Prof. Dr. Katharina Zweig, TU Kaiserslautern
Allgemeine Untersuchungsmethode für Algorithmic Decision Making-Systeme, ab 34:30
Ausgehend von einem Modell zur Einschätzung des Risikos eines ADM-Systems stellt sie als Kontrollmöglichkeit die Black-Box-Methode vor, deren Nutzung oft der einfachste Weg sei, um Verhalten von Algorithmen zu verstehen. Sie erläutert dies am Beispiel einer Untersuchung zur Personalisierung von Google-Suchergebnissen.
Prof. Dr. Hannah Bast, Albert-Ludwigs-Universität Freiburg
Transparenz und Fairness von KI und deren Überwachung, ab 43:55
Sie erläutert verständlich und didaktisch gut reduziert “Erklärbarkeit“ und “Bias“an Hand von Anwendungsbeispielen aus der Bildverarbeitung bzw. der Sprachverarbeitung. Sie erläutert “Deep Fool“ und zeigt anschaulich, wie neuronale Netze, die ja bei vielen Bildklassifikationsaufgaben beeindruckende Ergebnisse erzielt haben, durch kleine, gezielt eingeführte Störungen der Bilder getäuscht werden können.
Zitate aus dem Fazit:
“Ohne Weiteres produzieren neuronale Netze keine für Menschen verständlichen Erklärungen.“
“Erklärbarkeit muss (und kann) man extra hinzuführen.“
“Bias muss (und kann) man explizit beseitigen.“
Lothar Schröder, Mitglied des Bundesvorstands der Gewerkschaft Verdi
Erste gewerkschaftliche Antworten zum Thema KI aus ethischen Ansprüchen und Erfahrungen in der Arbeitswelt , ab 1:00:20
Er vermisst eine gesellschaftliche Debatte über Ziele und Zwecke, es fehle eine Vision, “was wir eigentlich mit KI wollen“. Diese müsse z.B. auch den Beschäftigungsaspekt und die Dimension “Gute Arbeit“ beinhalten.

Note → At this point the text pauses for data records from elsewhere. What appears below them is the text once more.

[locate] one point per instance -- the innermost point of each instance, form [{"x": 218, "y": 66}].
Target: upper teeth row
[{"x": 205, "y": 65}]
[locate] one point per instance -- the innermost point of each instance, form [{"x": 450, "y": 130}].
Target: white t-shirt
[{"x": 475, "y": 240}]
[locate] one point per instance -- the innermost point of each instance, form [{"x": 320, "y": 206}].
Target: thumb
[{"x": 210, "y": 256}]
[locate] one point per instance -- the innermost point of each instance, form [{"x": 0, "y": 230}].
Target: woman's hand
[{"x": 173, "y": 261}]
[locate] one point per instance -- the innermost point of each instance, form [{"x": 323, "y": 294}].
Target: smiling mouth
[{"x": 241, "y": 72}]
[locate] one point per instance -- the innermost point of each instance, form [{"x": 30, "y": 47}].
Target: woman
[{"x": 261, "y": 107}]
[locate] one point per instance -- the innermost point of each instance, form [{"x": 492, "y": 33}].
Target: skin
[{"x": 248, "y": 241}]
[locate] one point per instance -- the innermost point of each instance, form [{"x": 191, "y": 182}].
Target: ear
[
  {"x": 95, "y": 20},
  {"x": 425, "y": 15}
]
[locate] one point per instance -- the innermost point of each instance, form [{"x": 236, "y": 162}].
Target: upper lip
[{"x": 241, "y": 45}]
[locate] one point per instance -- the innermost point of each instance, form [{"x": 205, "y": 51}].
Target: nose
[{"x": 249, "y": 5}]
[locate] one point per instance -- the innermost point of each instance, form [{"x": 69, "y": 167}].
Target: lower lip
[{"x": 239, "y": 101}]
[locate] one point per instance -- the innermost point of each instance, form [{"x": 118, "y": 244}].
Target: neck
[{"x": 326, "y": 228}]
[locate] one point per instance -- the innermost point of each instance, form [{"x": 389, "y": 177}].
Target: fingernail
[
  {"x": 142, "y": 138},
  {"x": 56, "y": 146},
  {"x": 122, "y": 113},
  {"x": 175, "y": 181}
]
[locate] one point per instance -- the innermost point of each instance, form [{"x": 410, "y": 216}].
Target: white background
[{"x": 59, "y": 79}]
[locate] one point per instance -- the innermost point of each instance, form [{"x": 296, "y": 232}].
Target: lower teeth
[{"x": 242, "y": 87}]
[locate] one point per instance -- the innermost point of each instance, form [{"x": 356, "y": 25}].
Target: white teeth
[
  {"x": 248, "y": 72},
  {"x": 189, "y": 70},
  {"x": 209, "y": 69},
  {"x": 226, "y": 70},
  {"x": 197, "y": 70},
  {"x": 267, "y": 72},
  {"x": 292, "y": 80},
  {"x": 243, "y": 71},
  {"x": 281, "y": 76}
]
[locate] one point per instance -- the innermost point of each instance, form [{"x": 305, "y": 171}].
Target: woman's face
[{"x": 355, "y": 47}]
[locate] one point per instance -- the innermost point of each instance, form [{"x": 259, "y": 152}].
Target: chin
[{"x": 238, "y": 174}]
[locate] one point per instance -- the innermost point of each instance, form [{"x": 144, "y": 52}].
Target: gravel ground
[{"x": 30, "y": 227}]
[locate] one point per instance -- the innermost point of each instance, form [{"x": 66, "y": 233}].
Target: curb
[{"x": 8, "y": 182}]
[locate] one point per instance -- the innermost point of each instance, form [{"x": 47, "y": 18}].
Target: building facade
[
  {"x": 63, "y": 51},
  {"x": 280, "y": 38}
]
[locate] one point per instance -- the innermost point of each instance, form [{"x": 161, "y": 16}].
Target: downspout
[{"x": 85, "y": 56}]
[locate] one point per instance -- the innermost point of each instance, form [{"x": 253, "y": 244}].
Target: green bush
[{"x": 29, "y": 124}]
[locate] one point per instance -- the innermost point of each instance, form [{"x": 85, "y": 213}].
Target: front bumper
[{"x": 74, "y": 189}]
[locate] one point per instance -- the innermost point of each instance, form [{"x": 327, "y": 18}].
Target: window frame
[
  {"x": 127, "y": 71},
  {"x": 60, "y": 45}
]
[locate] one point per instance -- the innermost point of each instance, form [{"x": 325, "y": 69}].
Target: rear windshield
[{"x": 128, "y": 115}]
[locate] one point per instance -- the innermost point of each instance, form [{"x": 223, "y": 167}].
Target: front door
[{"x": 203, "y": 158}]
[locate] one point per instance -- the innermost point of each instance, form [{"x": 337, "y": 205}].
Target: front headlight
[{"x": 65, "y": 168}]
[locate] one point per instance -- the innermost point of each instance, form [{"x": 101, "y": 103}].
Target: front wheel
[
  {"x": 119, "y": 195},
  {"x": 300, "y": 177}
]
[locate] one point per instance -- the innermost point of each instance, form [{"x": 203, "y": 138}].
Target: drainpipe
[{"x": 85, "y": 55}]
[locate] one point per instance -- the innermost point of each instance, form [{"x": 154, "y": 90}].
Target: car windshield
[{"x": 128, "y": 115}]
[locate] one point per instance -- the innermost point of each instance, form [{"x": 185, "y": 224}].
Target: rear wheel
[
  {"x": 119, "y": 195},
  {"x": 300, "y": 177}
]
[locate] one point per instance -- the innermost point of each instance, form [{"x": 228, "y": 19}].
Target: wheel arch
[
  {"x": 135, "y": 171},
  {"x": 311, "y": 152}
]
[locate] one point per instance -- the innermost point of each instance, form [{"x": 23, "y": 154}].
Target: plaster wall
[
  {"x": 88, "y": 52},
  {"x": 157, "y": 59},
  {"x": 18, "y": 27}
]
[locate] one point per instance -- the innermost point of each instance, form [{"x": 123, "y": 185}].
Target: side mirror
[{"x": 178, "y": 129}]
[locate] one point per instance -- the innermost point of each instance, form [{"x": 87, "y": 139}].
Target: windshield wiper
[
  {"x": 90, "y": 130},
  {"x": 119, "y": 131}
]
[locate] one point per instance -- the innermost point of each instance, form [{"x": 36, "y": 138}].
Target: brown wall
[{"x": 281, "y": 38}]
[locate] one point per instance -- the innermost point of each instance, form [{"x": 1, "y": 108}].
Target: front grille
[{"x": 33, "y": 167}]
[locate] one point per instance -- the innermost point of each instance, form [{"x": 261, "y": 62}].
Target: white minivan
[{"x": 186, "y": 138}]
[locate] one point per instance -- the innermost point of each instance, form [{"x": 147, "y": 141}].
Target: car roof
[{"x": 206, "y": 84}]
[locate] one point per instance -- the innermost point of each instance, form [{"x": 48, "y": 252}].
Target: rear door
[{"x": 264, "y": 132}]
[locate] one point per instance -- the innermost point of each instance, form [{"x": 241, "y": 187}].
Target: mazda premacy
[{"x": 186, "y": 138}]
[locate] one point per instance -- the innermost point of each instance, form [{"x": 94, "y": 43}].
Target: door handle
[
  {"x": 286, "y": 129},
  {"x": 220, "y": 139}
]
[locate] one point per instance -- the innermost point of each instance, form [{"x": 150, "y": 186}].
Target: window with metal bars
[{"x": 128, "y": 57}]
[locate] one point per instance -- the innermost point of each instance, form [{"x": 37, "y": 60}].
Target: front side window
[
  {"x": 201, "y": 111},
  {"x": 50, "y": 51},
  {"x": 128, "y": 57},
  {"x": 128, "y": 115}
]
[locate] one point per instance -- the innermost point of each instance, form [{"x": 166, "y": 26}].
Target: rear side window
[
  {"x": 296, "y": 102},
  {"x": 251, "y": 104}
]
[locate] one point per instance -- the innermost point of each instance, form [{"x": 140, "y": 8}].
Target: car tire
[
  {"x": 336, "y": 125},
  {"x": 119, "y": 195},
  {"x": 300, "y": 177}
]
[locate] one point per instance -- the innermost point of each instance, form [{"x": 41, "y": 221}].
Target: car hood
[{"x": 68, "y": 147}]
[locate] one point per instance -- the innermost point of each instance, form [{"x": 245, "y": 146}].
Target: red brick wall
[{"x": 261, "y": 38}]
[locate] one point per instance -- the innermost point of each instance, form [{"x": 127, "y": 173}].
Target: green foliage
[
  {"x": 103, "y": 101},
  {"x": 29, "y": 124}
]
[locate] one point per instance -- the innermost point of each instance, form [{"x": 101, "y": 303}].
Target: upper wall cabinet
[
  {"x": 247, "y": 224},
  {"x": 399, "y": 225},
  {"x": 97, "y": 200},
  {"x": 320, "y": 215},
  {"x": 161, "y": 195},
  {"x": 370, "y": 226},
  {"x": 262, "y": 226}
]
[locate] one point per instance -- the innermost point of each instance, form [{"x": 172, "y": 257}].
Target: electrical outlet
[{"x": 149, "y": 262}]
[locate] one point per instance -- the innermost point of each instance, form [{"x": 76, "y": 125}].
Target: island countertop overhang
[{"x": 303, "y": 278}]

Den Gewerkschaften sei wegen der Ambivalenz von KI wichtig, einen “Optionenraum zu gestalten“ Statt pauschaler Ablehnung oder Zustimmung seien differenzierte Beurteilungen nötig.
Herkömmliche Mitbestimmungsrechte verlören bei einigen KI-Entwicklungen an Wirksamkeit, das Betriebsverfassungsgesetz müsse ergänzt werden.
Abschließend skizziert er ein “Soziales Pflichtenheft KI“.